SiriusXM Pops
- Broadcast area: United States Canada
- Frequency: SiriusXM Radio 745

Programming
- Format: Popular Classical

Ownership
- Owner: SiriusXM Radio

History
- First air date: September 25, 2001 (as XM Pops) November 12, 2008 (as SiriusXM Pops)
- Former names: XM Pops (September 25, 2001 – November 12, 2008) Sirius Pops (September 25, 2001 – November 12, 2008)
- Former frequencies: Sirius XM Radio 75 (May 4, 2011 – July 17, 2014)

Technical information
- Class: Satellite Radio Station

Links
- Website: SiriusXM Pops

= SiriusXM Pops =

SiriusXM Pops is a SiriusXM Satellite Radio online station devoted to popular classical music. It was formerly available on XM channel 75 (previously 77), Sirius channel 75 (previously 79). Until February 9, 2010, it was heard on Direct TV channel 866. Preston Trombly, Paul Bachmann, Vincent Caruso, Martin Goldsmith, Carol Ford and Lauren Rico were the channel's principal on-air voices.

The channel launched on XM in 2001 as XM Pops on channel 113. It moved to its channel number 77 and acquired its current name after merging with the SIRIUS Pops channel on November 12, 2008. It also acquired the same logo from its old Sirius counterpart. In addition, it is the only SiriusXM classical channel that was XM-exclusive until the channel merger. On Sirius Canada, the channel retains the Sirius Pops name.

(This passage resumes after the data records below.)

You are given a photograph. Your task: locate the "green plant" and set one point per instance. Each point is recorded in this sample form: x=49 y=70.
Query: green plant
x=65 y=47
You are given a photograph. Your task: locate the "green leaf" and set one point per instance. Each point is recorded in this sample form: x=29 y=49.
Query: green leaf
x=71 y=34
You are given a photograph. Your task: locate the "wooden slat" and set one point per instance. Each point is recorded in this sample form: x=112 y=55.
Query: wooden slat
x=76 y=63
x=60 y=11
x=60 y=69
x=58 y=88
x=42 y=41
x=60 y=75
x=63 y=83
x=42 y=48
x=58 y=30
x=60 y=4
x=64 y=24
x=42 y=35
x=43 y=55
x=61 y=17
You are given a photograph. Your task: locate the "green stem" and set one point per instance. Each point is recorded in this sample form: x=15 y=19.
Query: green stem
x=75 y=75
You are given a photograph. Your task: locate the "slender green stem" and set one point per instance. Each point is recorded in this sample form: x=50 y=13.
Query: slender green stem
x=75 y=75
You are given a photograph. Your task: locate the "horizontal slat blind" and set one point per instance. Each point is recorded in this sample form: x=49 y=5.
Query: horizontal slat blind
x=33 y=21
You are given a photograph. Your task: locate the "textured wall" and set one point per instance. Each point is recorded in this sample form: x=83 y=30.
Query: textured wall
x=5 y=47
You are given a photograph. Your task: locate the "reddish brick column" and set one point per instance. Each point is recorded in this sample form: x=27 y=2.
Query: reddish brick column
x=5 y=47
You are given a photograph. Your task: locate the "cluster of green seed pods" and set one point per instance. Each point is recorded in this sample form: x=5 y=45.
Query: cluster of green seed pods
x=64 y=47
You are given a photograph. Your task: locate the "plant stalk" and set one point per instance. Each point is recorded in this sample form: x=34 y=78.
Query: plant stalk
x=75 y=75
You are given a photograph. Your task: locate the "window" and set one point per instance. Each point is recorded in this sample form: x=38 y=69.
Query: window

On July 10, 2014, SiriusXM announced that SiriusXM Pops was to be removed from broadcast service on July 17. On July 17, 2014, at 12:00 a.m. Eastern, SiriusXM terminated broadcasting the SiriusXM Pops channel during a performance of Brahms' Hungarian Dance No. 5 just after playing Beethoven's Symphony No. 9 in D Minor. SiriusXM Pops programming has merged with Symphony Hall. However, SiriusXM Pops remains as an online-only station at channel 755.

==Holiday Pops==

The channel was pre-empted each year for a "Holiday Pops" format featuring vocal and instrumental Christmas music. This format change generally ran from shortly after Thanksgiving weekend through Christmas Day. However, beginning in 2014 with the relegation of SiriusXM pops to an online only station, Holiday Pops was also relegated to an online-only channel except for a short period beginning December 24 through Christmas Day, where it preempts the regular Symphony Hall programming on Satellite service. Its new number is online channel 783 and usually airs from the first Monday in December until Christmas Day. Since 2014 it is now completely separate from SiriusXM Pops which also continues to air online during the full run of Holiday Pops. The regular Symphony Hall programming airs online only on Christmas Eve and Christmas Day when Holiday Pops takes its place on the satellite service.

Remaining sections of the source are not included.